INTRODUCTION: Research has focused on vaginal atrophy as the cause of dyspareunia in postmenopausal women. This study explored whether penetrative pain was prevented after hypoestrogenic patients applied analgesic liquid to the vulvar vestibule.

METHODS: In a randomized controlled, double-blind trial, estrogen-deficient breast cancer survivors with severe penetrative dyspareunia applied either saline or 4% aqueous lidocaine to the vulvar vestibule for 3 minutes before vaginal penetration. After a 1-month blinded trial using diary documentation of twice-weekly tampon insertion or intercourse, all patients received lidocaine in an open-label trial for 2 months. The primary outcome was penetration pain (0-10 numeric rating scale). Secondary outcomes were sexual distress (Female Sexual Distress Scale, abnormal greater than 11) and resumption of intercourse. Comparisons were made with the Wilcoxon rank sum and Wilcoxon signed rank test, with significance set at P<.05.

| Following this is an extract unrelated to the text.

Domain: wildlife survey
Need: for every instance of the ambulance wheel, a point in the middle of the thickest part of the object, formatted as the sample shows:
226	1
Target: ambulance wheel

RESULTS: Forty-six patients, screened to exclude pelvic muscle and organ pain, uniformly had severe vulvovaginal atrophy, dyspareunia (median pain 8/10, interquartile range 7-9), and elevated sexual distress scores (median 30.5, interquartile 23-37). Users of lidocaine had less intercourse pain in the blinded phase (median score 1.0 compared with saline 5.3, P=.015). After open-label lidocaine use, 37 of 41 (90%) reported comfortable penetration. Sexual distress had decreased (median 14, interquartile range 3-20, P<.001). Of 20 abstainers who completed the study, 17 (85%) had resumed penetrative intimacy. No partners complained of numbness.

CONCLUSION: Breast cancer survivors with severe menopausal dyspareunia associated with atrophy can have comfortable intercourse after applying topical liquid lidocaine to the vulvar vestibule before penetration.